Wednesday, May 23, 2007

Green for Danger

I am a huge fan of British mysteries, and I love old films, so I truly enjoyed Green for Danger, a 1946 British film starring Trevor Howard and Alastair Sim. The story is set at a British hospital during World War II, and concerns the mysterious death of a patient. Trevor Howard plays a prickly anesthesiologist, and Alastair Sim is the most enjoyable film detective I've ever seen. He manages to portray a blend of bumbling fool and witty intelligence (not the easiest thing in the world to do, since you would think those characteristics would be polar opposites).

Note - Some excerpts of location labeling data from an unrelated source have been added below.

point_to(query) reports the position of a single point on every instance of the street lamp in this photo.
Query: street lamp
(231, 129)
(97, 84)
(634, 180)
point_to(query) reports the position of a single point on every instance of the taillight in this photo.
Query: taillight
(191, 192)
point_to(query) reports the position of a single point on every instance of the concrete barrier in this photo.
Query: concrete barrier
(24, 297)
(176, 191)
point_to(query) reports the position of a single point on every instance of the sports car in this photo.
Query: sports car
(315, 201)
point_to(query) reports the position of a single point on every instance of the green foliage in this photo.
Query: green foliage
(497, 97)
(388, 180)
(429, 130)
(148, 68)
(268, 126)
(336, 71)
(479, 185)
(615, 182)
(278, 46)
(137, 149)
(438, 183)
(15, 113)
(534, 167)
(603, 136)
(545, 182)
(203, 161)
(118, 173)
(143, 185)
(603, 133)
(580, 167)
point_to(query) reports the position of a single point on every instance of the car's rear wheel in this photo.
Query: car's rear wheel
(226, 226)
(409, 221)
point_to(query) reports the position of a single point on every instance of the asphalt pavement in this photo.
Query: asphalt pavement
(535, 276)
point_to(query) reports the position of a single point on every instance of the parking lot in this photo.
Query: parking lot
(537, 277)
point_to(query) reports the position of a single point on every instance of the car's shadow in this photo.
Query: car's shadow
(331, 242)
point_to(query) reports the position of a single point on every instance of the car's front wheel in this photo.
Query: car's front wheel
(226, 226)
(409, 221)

The acting is wonderful, since many of the cast were well-known from the stage, the script is funny, and there are even moments of true suspense in the midst of the humor. Even the lighting is superb. This film also illustrates that you can have an enjoyable, mature story that appeals to adults without any sex, violence, or bad language (there is a fistfight scene between two people, but it's pretty fake). They don't even show the actual murder, or any blood-soaked body. So if you're looking for something to watch with your school-age kids, this would be a great choice. You won't be bored, they won't be exposed to explicit material, and it's a great opportunity to teach them a little bit about World War II. (Look up the word 'buzzbomb' before fielding any of their questions, and you'll be fine).